O Zoo Solidário começa neste domingo, 05/06, Dia Mundial do Meio Ambiente, e visa arrecadar donativos para catadores e pescadores impactados pelos temporais

A Secretaria Estadual de Meio Ambiente e Sustentabilidade (Semas) vai transformar o Parque de Dois Irmãos em um ponto de arrecadação de donativos para ajudar os catadores de materiais recicláveis e os pescadores artesanais vítimas das chuvas. Trata-se da campanha Zoo Solidário, que inicia neste domingo (05/06), Dia Mundial do Meio Ambiente, e segue até 30 de junho. Devido aos problemas causados pelos temporais em Pernambuco, a Semas decidiu centrar forças em prol de amenizar a dor das vítimas das chuvas extremas e adiar as atividades comemorativas da Semana do Meio Ambiente, que ocorreriam na próxima semana.

“Este é um momento de unirmos forças, chegar ainda mais perto das pessoas e ajudar as vítimas dos temporais que castigaram o estado. Todo o Governo de Pernambuco está empenhado nesse propósito e nós vamos trabalhar para que os materiais arrecadados cheguem o mais rápido a quem precisa”, afirmou a secretária de Meio Ambiente do Estado, Inamara Mélo, dizendo contar com a solidariedade dos mais de 25 mil visitantes semanais do zoológico do Recife, localizado na Zona Norte da capital. Os materiais solicitados à população são mantimentos, cestas básicas, água mineral, itens de higiene pessoal, colchões e outros produtos de primeira necessidade.

O “Zoo Solidário” tem como foco as comunidades de pescadores artesanais e catadores de materiais recicláveis, populações fortemente impactadas pelo fenômeno meteorológico.
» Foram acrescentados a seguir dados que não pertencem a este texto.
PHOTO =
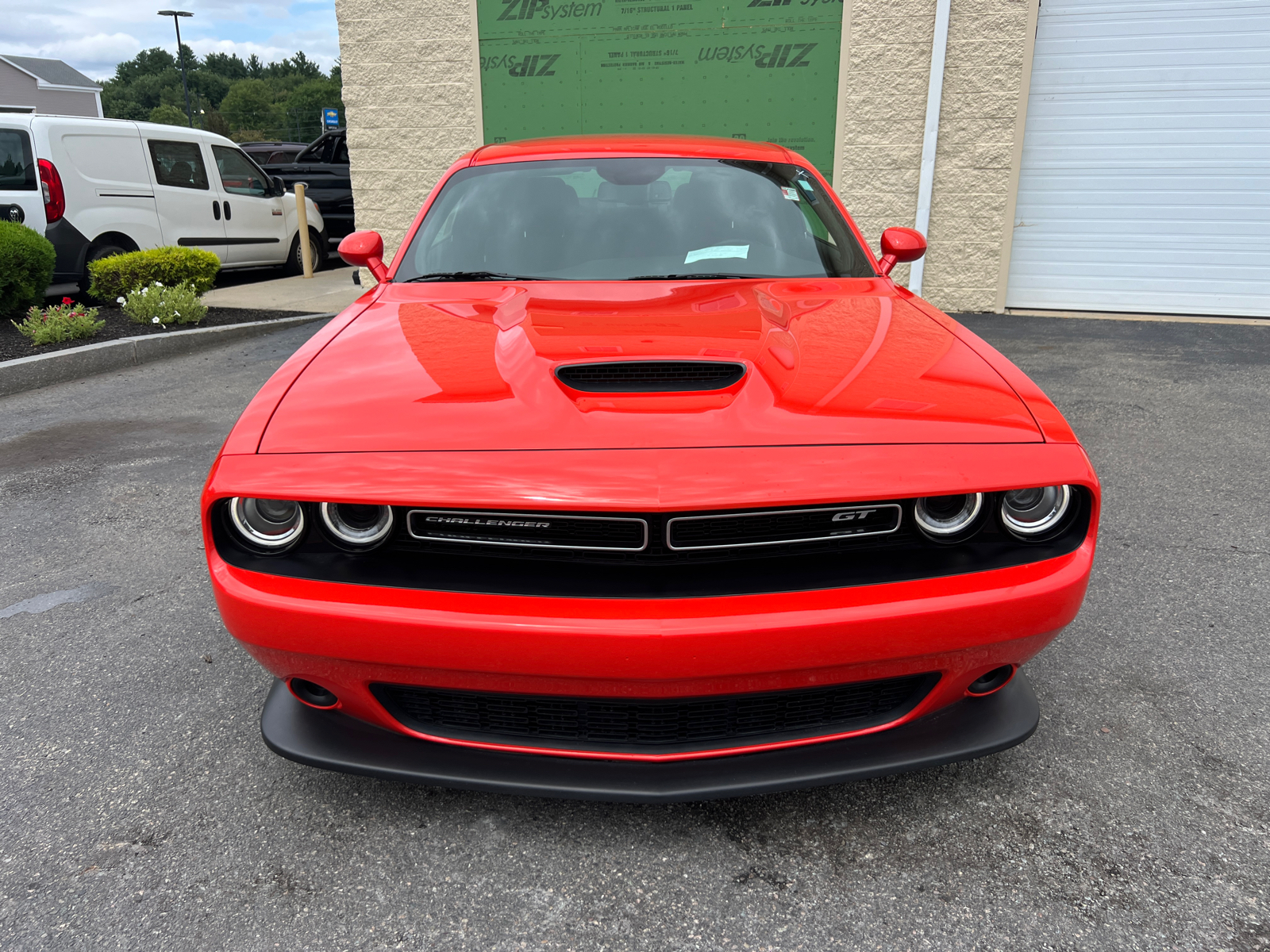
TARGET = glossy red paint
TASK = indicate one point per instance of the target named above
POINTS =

Os catadores fazem parte de uma parcela da população que vive em condições de moradia precária e em área de risco. Afora terem suas residências atingidas, eles estão sofrendo um impacto econômico imediato na renda, devido à perda de material estocado em galpões para venda, impossibilidade de fazer novas coleta, dificuldades nas vendas por os produtos estarem contaminados. Como se trata de uma comunidade que sobrevive da renda obtida no dia de trabalho, está ocorrendo um comprometimento imediato do sustento dessas famílias.

O mesmo se observa com os pescadores artesanais que tradicionalmente vivem em áreas ribeirinhas. Com as inundações, eles tiveram suas habitações já precárias diretamente afetadas, assim como a atividade econômica. A elevação das águas gerou aumento de vegetação flutuante, dispersão de baronesa, plásticos, materiais volumosos e contaminantes, além de provocar a turbidez da água. Tudo isso impede a realização da pesca e dificulta a comercialização dos produtos, afetando a renda desse segmento.